The Republic of Ireland, led by former Northern Ireland skipper Martin O'Neill, will also be in France at the Euro finals. The former chair of the Justice Committee says he hopes they have a strong showing at the tournament.

"I can remember the Republic of Ireland beating Italy in the World Cup and cheering their winning goal when it was scored by Ray Houghton," he recalled inside his office in the Lighthouse Building in Belfast.

"Obviously people are going to be very supportive of the Republic of Ireland and I want them to do well, though not as well as Northern Ireland from a sporting rivalry point of view.

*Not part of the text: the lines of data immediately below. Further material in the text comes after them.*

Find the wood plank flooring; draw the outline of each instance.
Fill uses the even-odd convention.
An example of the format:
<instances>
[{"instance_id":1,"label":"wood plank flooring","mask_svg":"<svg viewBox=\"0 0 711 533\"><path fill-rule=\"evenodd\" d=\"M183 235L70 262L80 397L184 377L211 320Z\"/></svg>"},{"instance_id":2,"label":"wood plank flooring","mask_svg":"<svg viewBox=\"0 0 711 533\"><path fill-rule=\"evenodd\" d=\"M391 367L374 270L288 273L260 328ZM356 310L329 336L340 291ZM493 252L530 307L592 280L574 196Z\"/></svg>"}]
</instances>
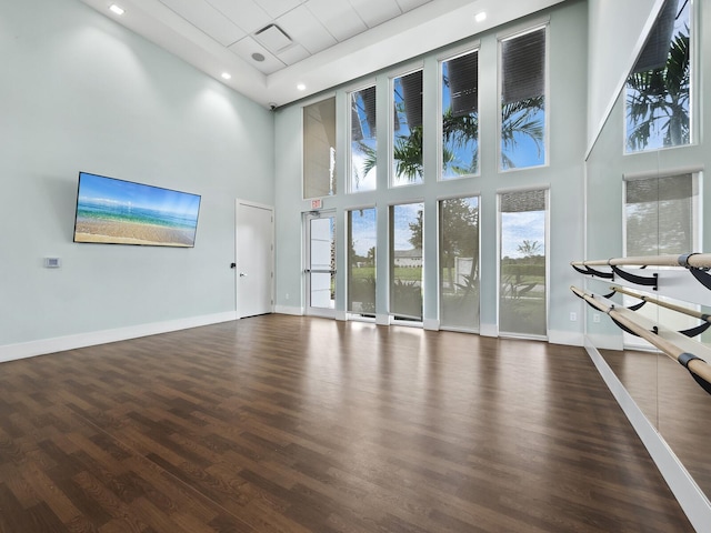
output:
<instances>
[{"instance_id":1,"label":"wood plank flooring","mask_svg":"<svg viewBox=\"0 0 711 533\"><path fill-rule=\"evenodd\" d=\"M693 531L582 349L266 315L0 365L0 531Z\"/></svg>"},{"instance_id":2,"label":"wood plank flooring","mask_svg":"<svg viewBox=\"0 0 711 533\"><path fill-rule=\"evenodd\" d=\"M707 494L711 494L711 396L664 354L600 350L644 416Z\"/></svg>"}]
</instances>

"There's no doubt people from Northern Ireland are going to be supporting the Republic of Ireland, there's a history there and that's something that should be welcomed. I have no difficulty in people supporting the Republic of Ireland.

"Having Michael O'Neill to take us, and Martin O'Neill as the Republic manager, it just demonstrates the talent that we have in terms of producing sporting heroes, and that's just in football. When you consider the people we have in sport, Northern Ireland punches well above its weight for the size of the population we have. You think of Rory McIlroy, Graeme McDowell, Darren Clarke in golf and Carl Frampton in boxing and then other sporting successes that we've had.

"Northern Ireland has a great sporting heritage and we have great sporting people who have put us on the map on a global stage."

Growing up, the Lisburn native loved playing football in the streets with his brothers Mark and Phillip - he also has two sisters, Ruth and Jessica - and was a midfielder in his school team at Laurelhill and continues to play with friends to this day.

He says that one of the things he enjoys about sport is its ability to bring different communities together and adds that he is committed to a vision moving forward.

"In terms of participation, I see the value of people who are engaged in sport," said Givan who took part in a fun sports quiz during the interview.

"I see how sport can unite and bring people together in our community in a way that sometimes can be challenging in other areas and whenever you talk about a shared future, you look at sport and the people that are involved in sport and its cross-community activities.

"I very much want to see sport as a key part of what we're doing in Northern Ireland, so I'll be a champion for sport whether the benefits come to tourism or health. Sport cannot be seen as a single area you're involved in, it's much broader than that and so I want to see sport integrated across a whole range of areas we're involved in.

"You're the first interview I've carried out as Minister of Communities as I see sport being a key part of the department because of the benefits it brings to Northern Ireland."